NUNUKAN, infoSTI – Ketua DPRD Nunukan, Kalimantan Utara, Rachma Leppa Hafid, menjadi sorotan saat datang ke Pasar Tradisional Jamaker, Minggu (21/6/2026).
Dalam video yang beredar, terlihat Rachma Leppa, bersama anggota DPRD Nunukan lain, Muhammad Mansur dan Andi Fajrul Syam, dikerubungi emak emak dan saling beradu argument.
Para pedagang meneriakkan protes dan menyatakan sikap tak menginginkan adanya penutupan salah satu pintu masuk gedung pasar.
Adegan tersebut, menjadi pembahasan panjang warganet di media social, hingga memanas dan berujung pembahasan isu politik.

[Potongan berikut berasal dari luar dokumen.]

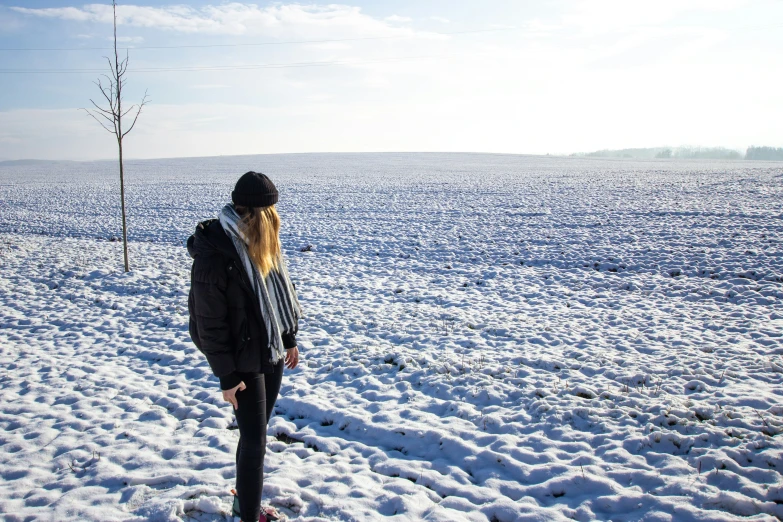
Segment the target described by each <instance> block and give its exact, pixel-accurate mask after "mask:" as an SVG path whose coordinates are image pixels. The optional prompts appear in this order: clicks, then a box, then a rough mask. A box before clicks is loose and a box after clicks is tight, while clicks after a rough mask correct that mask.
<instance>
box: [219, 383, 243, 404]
mask: <svg viewBox="0 0 783 522" xmlns="http://www.w3.org/2000/svg"><path fill="white" fill-rule="evenodd" d="M245 388H247V386H245V383H244V382H240V383H239V384H237V385H236V386H234V387H233V388H231V389H230V390H223V400H224V401H228V402H230V403H231V405H232V406H233V407H234V409H235V410H236V409H238V408H239V405H238V404H237V392H238V391H242V390H244V389H245Z"/></svg>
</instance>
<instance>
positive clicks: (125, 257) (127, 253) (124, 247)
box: [117, 139, 130, 272]
mask: <svg viewBox="0 0 783 522" xmlns="http://www.w3.org/2000/svg"><path fill="white" fill-rule="evenodd" d="M117 145H118V146H119V148H120V199H121V201H122V250H123V253H124V254H125V271H126V272H129V271H130V266H129V264H128V227H127V225H126V222H125V173H124V171H123V168H122V139H118V140H117Z"/></svg>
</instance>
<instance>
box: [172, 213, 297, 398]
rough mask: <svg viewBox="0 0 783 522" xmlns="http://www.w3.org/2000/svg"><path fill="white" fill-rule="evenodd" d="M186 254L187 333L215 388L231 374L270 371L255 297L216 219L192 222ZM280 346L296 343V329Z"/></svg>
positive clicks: (231, 248) (269, 363)
mask: <svg viewBox="0 0 783 522" xmlns="http://www.w3.org/2000/svg"><path fill="white" fill-rule="evenodd" d="M188 253H189V254H190V257H192V258H193V268H192V269H191V274H190V281H191V283H190V295H189V296H188V310H189V312H190V336H191V338H192V339H193V343H194V344H195V345H196V347H197V348H198V349H199V350H201V352H202V353H203V354H204V355H205V356H206V357H207V362H208V363H209V366H210V368H212V373H214V374H215V375H216V376H217V377H218V378H220V387H221V388H222V389H224V390H227V389H231V388H233V387H234V386H236V385H237V384H239V382H240V380H241V379H240V378H239V377H238V376H237V375H236V373H235V372H260V373H271V372H273V371H275V370H276V367H275V366H273V365H272V363H271V362H270V361H269V359H270V353H271V352H270V349H269V346H268V345H269V338H268V335H267V332H266V328H265V326H264V321H263V319H262V317H261V306H260V305H259V303H258V298H257V297H256V295H255V294H254V293H253V290H252V286H251V285H250V279H249V278H248V277H247V274H246V273H245V270H244V268H242V263H241V260H240V258H239V254H238V253H237V251H236V249H235V248H234V244H233V242H232V241H231V239H230V238H229V237H228V236H227V235H226V233H225V232H224V231H223V227H222V226H221V225H220V222H219V221H218V220H217V219H211V220H208V221H204V222H202V223H199V224H198V226H197V227H196V232H195V234H193V235H192V236H190V238H189V239H188ZM283 346H284V347H285V348H293V347H294V346H296V332H293V333H291V334H290V335H284V336H283ZM281 365H282V363H279V364H278V366H281Z"/></svg>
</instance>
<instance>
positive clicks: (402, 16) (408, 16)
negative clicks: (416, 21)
mask: <svg viewBox="0 0 783 522" xmlns="http://www.w3.org/2000/svg"><path fill="white" fill-rule="evenodd" d="M384 20H386V21H387V22H397V23H409V22H412V21H413V18H411V17H409V16H399V15H391V16H387V17H386V18H384Z"/></svg>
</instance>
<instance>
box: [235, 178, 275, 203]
mask: <svg viewBox="0 0 783 522" xmlns="http://www.w3.org/2000/svg"><path fill="white" fill-rule="evenodd" d="M231 200H232V201H233V202H234V204H235V205H240V206H243V207H268V206H271V205H274V204H275V203H277V188H275V184H274V183H272V180H271V179H269V178H268V177H267V176H266V175H265V174H261V173H260V172H253V171H250V172H247V173H245V174H244V175H243V176H242V177H241V178H239V181H237V184H236V186H235V187H234V192H232V193H231Z"/></svg>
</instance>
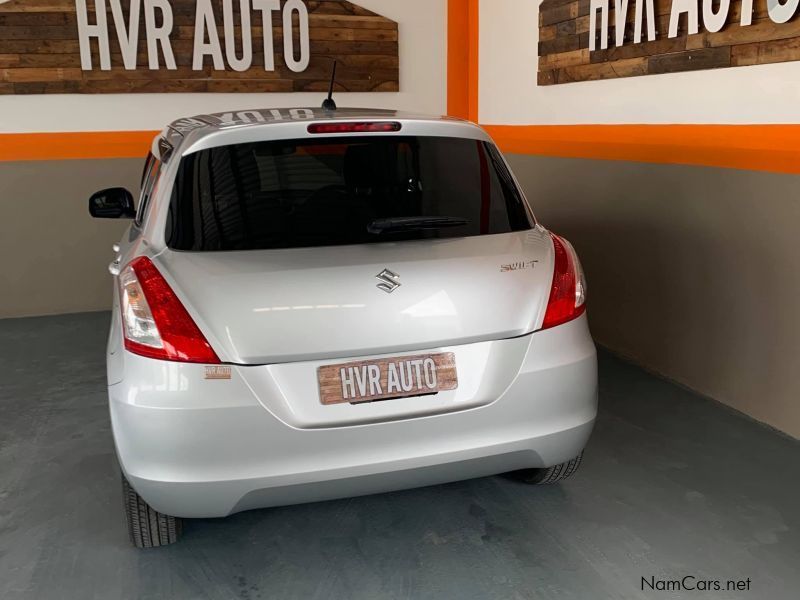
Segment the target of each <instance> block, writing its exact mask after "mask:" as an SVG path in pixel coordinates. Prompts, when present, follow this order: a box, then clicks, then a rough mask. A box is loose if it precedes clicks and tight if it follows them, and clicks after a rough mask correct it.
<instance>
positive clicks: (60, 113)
mask: <svg viewBox="0 0 800 600" xmlns="http://www.w3.org/2000/svg"><path fill="white" fill-rule="evenodd" d="M2 1H5V0H0V2H2ZM354 3H355V4H357V5H359V6H362V7H364V8H366V9H368V10H371V11H374V12H376V13H378V14H380V15H383V16H384V17H388V18H389V19H392V20H394V21H397V23H399V34H400V92H399V93H391V92H381V93H352V94H344V93H341V94H338V95H337V101H338V103H339V105H340V106H359V107H376V108H398V109H402V110H413V111H417V112H425V113H432V114H443V113H444V112H445V111H446V106H447V96H446V91H447V77H446V75H447V68H446V64H447V2H446V0H402V1H399V0H355V1H354ZM321 102H322V94H320V93H296V94H95V95H92V94H83V95H80V94H74V95H60V94H43V95H32V96H0V133H3V132H5V133H9V132H39V131H42V132H56V131H122V130H126V131H127V130H155V129H161V128H163V127H164V126H165V125H166V124H167V123H169V122H170V121H172V120H174V119H176V118H179V117H183V116H187V115H194V114H201V113H209V112H219V111H227V110H240V109H247V108H272V107H279V106H317V105H318V104H320V103H321Z"/></svg>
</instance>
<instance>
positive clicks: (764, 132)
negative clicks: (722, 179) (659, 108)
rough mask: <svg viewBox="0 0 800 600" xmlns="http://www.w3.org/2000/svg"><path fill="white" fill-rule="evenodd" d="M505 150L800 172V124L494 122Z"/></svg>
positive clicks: (739, 167)
mask: <svg viewBox="0 0 800 600" xmlns="http://www.w3.org/2000/svg"><path fill="white" fill-rule="evenodd" d="M485 129H486V130H487V131H488V132H489V133H490V135H491V136H492V137H493V138H494V140H495V142H497V144H498V146H499V147H500V149H501V150H503V151H504V152H510V153H516V154H537V155H544V156H561V157H570V158H592V159H602V160H627V161H639V162H653V163H670V164H684V165H704V166H710V167H727V168H733V169H749V170H755V171H770V172H775V173H800V125H489V126H485Z"/></svg>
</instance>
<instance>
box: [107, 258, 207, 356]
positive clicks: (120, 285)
mask: <svg viewBox="0 0 800 600" xmlns="http://www.w3.org/2000/svg"><path fill="white" fill-rule="evenodd" d="M119 285H120V303H121V307H122V329H123V334H124V337H125V349H126V350H128V351H130V352H133V353H134V354H139V355H141V356H147V357H149V358H159V359H161V360H172V361H177V362H190V363H206V364H209V363H210V364H218V363H219V362H220V360H219V358H218V357H217V354H216V353H215V352H214V350H213V349H212V348H211V345H210V344H209V343H208V341H207V340H206V338H205V336H204V335H203V334H202V332H201V331H200V330H199V329H198V328H197V325H196V324H195V322H194V320H192V317H191V316H190V315H189V313H188V312H186V309H185V308H184V306H183V304H181V301H180V300H178V297H177V296H176V295H175V292H173V291H172V288H170V287H169V284H168V283H167V282H166V281H165V280H164V278H163V277H162V276H161V273H159V272H158V269H156V266H155V265H154V264H153V263H152V262H151V261H150V259H149V258H147V257H144V256H141V257H139V258H137V259H135V260H133V261H132V262H131V263H130V264H129V265H128V266H127V267H125V268H124V269H123V270H122V271H121V272H120V274H119Z"/></svg>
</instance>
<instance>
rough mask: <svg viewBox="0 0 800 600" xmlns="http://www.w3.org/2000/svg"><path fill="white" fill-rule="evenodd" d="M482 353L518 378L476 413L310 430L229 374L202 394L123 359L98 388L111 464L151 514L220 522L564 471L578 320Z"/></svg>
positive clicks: (471, 410) (574, 359) (190, 378)
mask: <svg viewBox="0 0 800 600" xmlns="http://www.w3.org/2000/svg"><path fill="white" fill-rule="evenodd" d="M490 344H495V345H497V346H496V347H493V348H492V351H494V352H502V351H503V348H504V345H505V344H516V345H519V344H524V345H525V346H526V349H525V352H524V359H523V360H522V364H521V367H520V368H519V371H518V372H517V373H516V375H515V376H513V377H512V378H511V382H510V384H509V385H508V386H507V387H506V388H505V390H504V391H503V392H502V393H500V394H499V395H498V396H497V398H496V399H494V400H493V401H492V402H490V403H488V404H485V405H481V406H477V407H471V408H466V409H463V410H457V411H454V412H446V413H441V414H434V415H425V416H419V417H416V418H408V419H401V420H395V421H389V422H378V423H364V424H358V425H351V426H341V427H330V428H311V429H302V428H298V427H295V426H293V425H292V424H290V423H289V422H287V419H282V418H279V416H278V415H276V414H275V412H273V411H270V410H268V409H267V408H266V407H265V406H264V404H263V403H262V402H261V401H259V399H258V398H257V396H256V394H255V393H254V392H253V389H252V387H251V386H250V385H248V378H247V377H246V376H242V375H241V373H240V369H242V368H239V367H235V368H234V369H233V373H232V377H231V379H230V380H228V381H204V380H203V372H204V371H203V369H204V367H203V366H202V365H183V364H181V365H178V364H174V363H164V362H160V361H153V360H150V359H144V358H140V357H136V356H133V355H126V359H125V361H126V362H125V377H124V378H123V380H122V381H121V382H120V383H117V384H115V385H112V386H110V387H109V397H110V409H111V422H112V427H113V432H114V439H115V444H116V447H117V454H118V456H119V460H120V464H121V466H122V469H123V471H124V472H125V474H126V476H127V477H128V480H129V481H130V482H131V484H132V485H133V487H134V488H135V489H136V490H137V492H139V494H140V495H141V496H142V497H143V498H144V499H145V500H146V501H147V502H148V503H149V504H150V505H151V506H153V508H155V509H156V510H159V511H161V512H163V513H166V514H171V515H175V516H183V517H219V516H225V515H228V514H231V513H234V512H238V511H241V510H248V509H252V508H259V507H266V506H277V505H285V504H292V503H297V502H308V501H316V500H322V499H330V498H336V497H348V496H354V495H360V494H368V493H375V492H382V491H389V490H393V489H402V488H408V487H416V486H421V485H428V484H433V483H440V482H445V481H455V480H459V479H467V478H471V477H480V476H485V475H491V474H495V473H500V472H504V471H509V470H514V469H521V468H527V467H543V466H550V465H553V464H557V463H560V462H563V461H565V460H569V459H570V458H574V457H575V456H576V455H577V454H578V453H579V452H580V451H581V450H582V449H583V447H584V446H585V444H586V442H587V440H588V438H589V435H590V433H591V430H592V426H593V423H594V419H595V415H596V410H597V362H596V355H595V349H594V345H593V343H592V341H591V337H590V336H589V331H588V327H587V324H586V317H585V316H584V317H581V318H580V319H578V320H576V321H574V322H571V323H567V324H565V325H562V326H560V327H556V328H554V329H551V330H547V331H542V332H538V333H535V334H533V335H530V336H526V337H524V338H519V339H517V340H505V341H500V342H491V343H490ZM515 347H516V346H515ZM455 351H456V352H458V347H456V348H455ZM515 352H516V350H515ZM247 368H262V367H243V369H247ZM134 381H135V382H136V385H134V384H133V382H134ZM262 400H263V398H262ZM389 402H396V401H389Z"/></svg>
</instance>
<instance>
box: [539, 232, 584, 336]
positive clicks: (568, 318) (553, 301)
mask: <svg viewBox="0 0 800 600" xmlns="http://www.w3.org/2000/svg"><path fill="white" fill-rule="evenodd" d="M550 235H551V236H552V238H553V248H554V249H555V268H554V270H553V284H552V286H551V287H550V299H549V300H548V302H547V311H546V312H545V315H544V322H543V323H542V329H549V328H550V327H555V326H556V325H561V324H562V323H566V322H567V321H571V320H572V319H577V318H578V317H580V316H581V315H582V314H583V313H584V311H585V310H586V279H585V278H584V276H583V269H582V268H581V263H580V262H579V261H578V255H577V254H575V250H574V249H573V247H572V244H570V243H569V242H568V241H567V240H565V239H564V238H561V237H559V236H557V235H555V234H553V233H551V234H550Z"/></svg>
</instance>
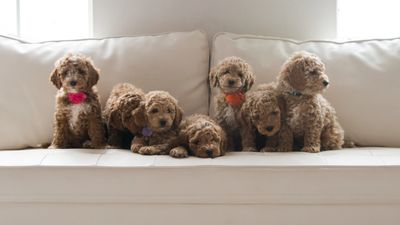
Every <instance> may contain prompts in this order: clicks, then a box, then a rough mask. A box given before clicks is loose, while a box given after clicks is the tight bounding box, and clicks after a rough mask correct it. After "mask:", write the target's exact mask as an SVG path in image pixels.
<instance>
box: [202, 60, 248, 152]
mask: <svg viewBox="0 0 400 225" xmlns="http://www.w3.org/2000/svg"><path fill="white" fill-rule="evenodd" d="M209 80H210V85H211V87H214V88H217V91H218V93H217V94H216V96H215V103H214V104H215V105H214V108H215V119H216V121H217V122H218V123H219V124H220V125H221V127H222V128H223V129H224V130H225V132H226V134H227V137H228V149H229V150H240V149H241V141H240V138H241V137H240V133H239V130H240V123H239V121H238V120H240V115H239V114H240V108H241V104H240V105H237V106H232V105H230V104H228V103H227V101H226V95H227V94H233V93H239V94H241V95H244V94H245V93H246V92H247V91H248V90H250V88H251V87H252V86H253V84H254V80H255V76H254V75H253V72H252V69H251V67H250V65H249V64H248V63H246V62H245V61H244V60H243V59H241V58H239V57H235V56H232V57H227V58H225V59H223V60H222V61H221V62H220V63H219V64H218V65H216V66H215V67H214V68H212V69H211V72H210V76H209Z"/></svg>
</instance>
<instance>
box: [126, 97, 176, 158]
mask: <svg viewBox="0 0 400 225" xmlns="http://www.w3.org/2000/svg"><path fill="white" fill-rule="evenodd" d="M182 114H183V111H182V109H181V108H180V107H179V105H178V101H177V100H176V99H175V98H174V97H172V96H171V95H170V94H169V93H168V92H166V91H151V92H149V93H147V94H146V95H145V96H144V99H143V101H142V102H141V103H140V106H139V108H138V110H135V112H134V115H133V116H134V117H135V123H136V124H137V126H138V128H139V130H138V133H136V134H135V137H134V138H133V141H132V145H131V150H132V151H133V152H135V153H139V154H142V155H155V154H162V155H166V154H169V151H170V150H171V148H172V147H173V145H174V143H176V139H177V136H178V131H179V125H180V123H181V120H182Z"/></svg>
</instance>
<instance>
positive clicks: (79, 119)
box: [49, 54, 105, 148]
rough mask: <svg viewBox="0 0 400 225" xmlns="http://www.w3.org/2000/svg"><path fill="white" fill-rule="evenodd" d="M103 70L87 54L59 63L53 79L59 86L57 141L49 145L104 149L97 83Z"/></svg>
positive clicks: (55, 140)
mask: <svg viewBox="0 0 400 225" xmlns="http://www.w3.org/2000/svg"><path fill="white" fill-rule="evenodd" d="M98 80H99V72H98V70H97V69H96V68H95V67H94V65H93V63H92V62H91V60H90V59H89V58H87V57H85V56H83V55H71V54H68V55H66V56H65V57H63V58H61V59H60V60H59V61H57V62H56V64H55V69H54V70H53V72H52V73H51V75H50V81H51V82H52V83H53V84H54V86H56V88H57V89H58V92H57V95H56V112H55V114H54V134H53V141H52V143H51V146H50V147H49V148H69V147H72V148H74V147H75V148H79V147H85V148H104V145H105V140H104V139H105V138H104V127H103V125H102V119H101V108H100V103H99V97H98V94H97V90H96V87H95V85H96V84H97V81H98Z"/></svg>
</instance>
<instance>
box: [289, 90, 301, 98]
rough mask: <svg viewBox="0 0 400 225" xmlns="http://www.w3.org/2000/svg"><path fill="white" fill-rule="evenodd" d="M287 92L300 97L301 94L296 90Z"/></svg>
mask: <svg viewBox="0 0 400 225" xmlns="http://www.w3.org/2000/svg"><path fill="white" fill-rule="evenodd" d="M288 94H289V95H291V96H295V97H300V96H302V95H303V94H302V93H301V92H298V91H290V92H288Z"/></svg>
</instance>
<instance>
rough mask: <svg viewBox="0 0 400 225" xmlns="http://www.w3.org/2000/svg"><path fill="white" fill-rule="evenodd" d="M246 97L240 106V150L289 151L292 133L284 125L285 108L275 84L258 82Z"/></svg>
mask: <svg viewBox="0 0 400 225" xmlns="http://www.w3.org/2000/svg"><path fill="white" fill-rule="evenodd" d="M246 98H247V100H246V102H245V103H244V104H243V106H242V109H241V117H242V120H241V121H242V123H243V124H242V129H241V135H242V147H243V150H244V151H262V152H267V151H268V152H269V151H279V152H287V151H291V150H292V146H293V135H292V132H291V131H290V129H289V127H288V126H286V123H285V118H286V109H285V105H284V101H283V99H280V98H279V96H278V95H277V92H276V85H275V84H274V83H270V84H263V85H260V86H259V87H258V88H257V89H256V91H254V92H251V93H248V94H247V96H246ZM257 142H261V143H257Z"/></svg>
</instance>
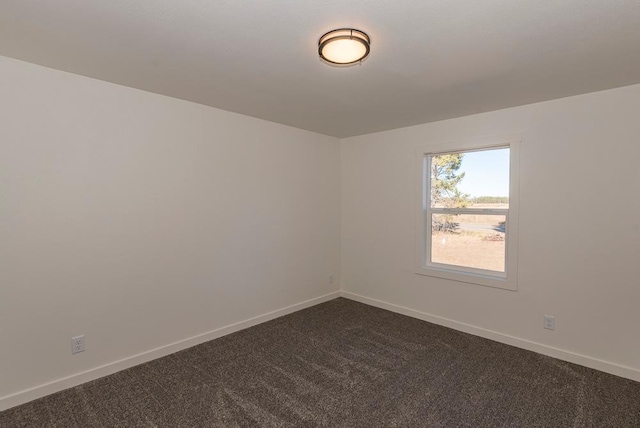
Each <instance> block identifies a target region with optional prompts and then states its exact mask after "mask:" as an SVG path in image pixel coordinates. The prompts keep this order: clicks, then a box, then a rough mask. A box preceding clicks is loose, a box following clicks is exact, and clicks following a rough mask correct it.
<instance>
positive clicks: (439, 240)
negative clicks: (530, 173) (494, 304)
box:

Dimintai tanggapan atas riuhnya peristiwa tersebut, Rachma Leppa mengatakan, kejadian tersebut merupakan dinamika lapangan yang ia alami karena menanggapi aspirasi sejumlah pedagang yang mengeluhkan dibukanya salah satu pintu besi di gedung pasar.
‘’Jadi pintu besi masuk bangunan pasar dibuka paksa oknum pedagang. Gemboknya digerinda, sehingga terjadi perusakan aset negara disana,’’ ujarnya, saat ditemui, Senin (22/6/2026).
Ia menuturkan, pintu pasar yang menjadi pangkal masalah, sudah dua tahun ditutup karena sebelumnya menimbulkan keluhan akibat banyaknya pedagang yang berjualan di depan pintu masuk pasar.
Terjadi kesepakatan lisan antara Ketua DPRD Nunukan, Lurah Nunukan Barat dan juga Dinas Perdagangan untuk kemudian melakukan penertiban pedagang.
Seluruh pedagang yang berjualan di luar bangunan pasar difasilitasi masuk pasar dan akhirnya pintu besi tersebut digembok.
‘’Tapi terjadi perusakan pintu besi itu. Kalaupun mau dibuka, lakukan prosedurnya. Buat rapat pertemuan, semua pedagang, pemerintah diwakili Dinas Perdagangan, jelaskan kenapa pintu itu harus dibuka lagi,’’ kata Leppa.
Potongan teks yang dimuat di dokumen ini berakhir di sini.